Ao integrar a comitiva, o fizera depois de ter considerado a recomendação de “autenticidade” de um certo ponto de vista, o do povo-de-santo, estilo de vida e visão de mundo singulares, aos quais aderira ainda menino. Daí tanto escrúpulo. Viajar com tamanha responsabilidade exigia a aguda consciência dos fundamentos sobre os quais se assentaram suas convicções e identidade. Não estaria só, portanto. Acompanhava-o um tempo mítico em que a galinha d’angola, a “poule marrone”, o “conquem”, o “etú”, nominação diversa e um só personagem, orientava a sua memória dos ritos.

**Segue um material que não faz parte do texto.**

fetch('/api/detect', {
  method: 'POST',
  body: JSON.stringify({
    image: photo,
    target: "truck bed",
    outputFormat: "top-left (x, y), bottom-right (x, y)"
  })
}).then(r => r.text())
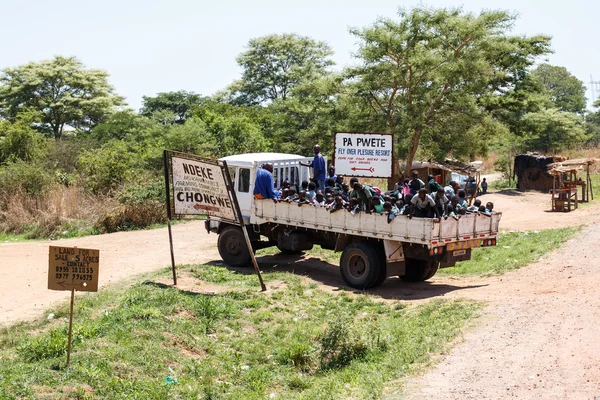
top-left (251, 201), bottom-right (501, 247)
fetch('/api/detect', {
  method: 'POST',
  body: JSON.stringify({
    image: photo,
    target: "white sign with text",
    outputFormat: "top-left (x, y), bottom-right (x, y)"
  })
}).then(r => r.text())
top-left (334, 133), bottom-right (393, 178)
top-left (171, 157), bottom-right (236, 221)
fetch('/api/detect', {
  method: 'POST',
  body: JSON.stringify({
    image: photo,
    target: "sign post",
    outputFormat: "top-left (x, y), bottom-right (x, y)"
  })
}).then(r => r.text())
top-left (163, 150), bottom-right (266, 291)
top-left (333, 132), bottom-right (393, 179)
top-left (48, 245), bottom-right (100, 367)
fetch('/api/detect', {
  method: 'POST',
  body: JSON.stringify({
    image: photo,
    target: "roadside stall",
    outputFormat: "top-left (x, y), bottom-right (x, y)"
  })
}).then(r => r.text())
top-left (547, 158), bottom-right (596, 212)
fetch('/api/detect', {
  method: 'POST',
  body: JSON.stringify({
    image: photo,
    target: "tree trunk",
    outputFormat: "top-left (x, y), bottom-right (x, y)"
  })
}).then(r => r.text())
top-left (404, 127), bottom-right (424, 176)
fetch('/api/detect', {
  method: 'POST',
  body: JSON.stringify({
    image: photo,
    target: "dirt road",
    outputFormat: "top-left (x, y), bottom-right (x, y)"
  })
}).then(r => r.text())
top-left (0, 221), bottom-right (217, 326)
top-left (2, 189), bottom-right (599, 398)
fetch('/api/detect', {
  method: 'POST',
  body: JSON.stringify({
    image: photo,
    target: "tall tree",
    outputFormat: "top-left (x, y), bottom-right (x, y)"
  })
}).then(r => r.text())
top-left (140, 90), bottom-right (206, 124)
top-left (530, 64), bottom-right (587, 114)
top-left (0, 56), bottom-right (124, 139)
top-left (347, 7), bottom-right (551, 178)
top-left (230, 33), bottom-right (334, 105)
top-left (522, 108), bottom-right (588, 153)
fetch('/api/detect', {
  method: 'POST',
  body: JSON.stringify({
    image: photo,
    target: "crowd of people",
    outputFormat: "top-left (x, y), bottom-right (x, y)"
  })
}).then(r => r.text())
top-left (252, 146), bottom-right (495, 223)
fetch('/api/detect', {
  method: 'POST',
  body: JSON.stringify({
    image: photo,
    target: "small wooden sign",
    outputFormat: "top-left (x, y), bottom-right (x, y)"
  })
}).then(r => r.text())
top-left (48, 246), bottom-right (100, 292)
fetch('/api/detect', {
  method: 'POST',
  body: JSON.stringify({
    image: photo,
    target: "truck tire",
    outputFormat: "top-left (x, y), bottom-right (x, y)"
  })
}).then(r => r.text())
top-left (339, 242), bottom-right (381, 290)
top-left (368, 245), bottom-right (388, 288)
top-left (401, 259), bottom-right (438, 282)
top-left (423, 262), bottom-right (439, 280)
top-left (218, 226), bottom-right (251, 268)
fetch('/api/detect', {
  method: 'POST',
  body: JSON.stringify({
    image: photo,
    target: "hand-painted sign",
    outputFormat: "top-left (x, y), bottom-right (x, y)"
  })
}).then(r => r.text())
top-left (171, 156), bottom-right (237, 221)
top-left (334, 133), bottom-right (393, 178)
top-left (48, 246), bottom-right (99, 292)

Na base de tudo isso, o regozijo de quem cultiva origem e descendência. Mas dizer origem e descendência para um filho-de-santo é enfrentar, de um só golpe, os mistérios da criação e da morte. E a referência à galinha d’angola é incontornável, não só quando se tem de “fazer os trabalhos”, mas sobretudo quando se trata de pensar o sentido da existência. Sobre este animal maravilhoso, trazido da África, cativo também, muitos sacerdotes como Francisco contam histórias:
“Era grande a mortandade. As pessoas estavam apavoradas e pediram a oxalá. E ele mandou fazer “ebó”. Mandou pintar uma galinha preta com pintinhas brancas de efúm (Giz). Depois disse para soltar no mercado. A morte se assustou e foi embora. Assim surgiu a galinha d’angola.
“Um dia oxum estava sozinha, muito sozinha ...Resolveu, então fazer a sua gente. Pegou uma galinha, catulou, raspou e pintou com muitas pintinhas.Colocou na sua cabeça, no seu “ori”, um chifrinho. Fez assim o povo-de-santo, o primeiro iaô que é a galinha d’angola, um bicho que é feito.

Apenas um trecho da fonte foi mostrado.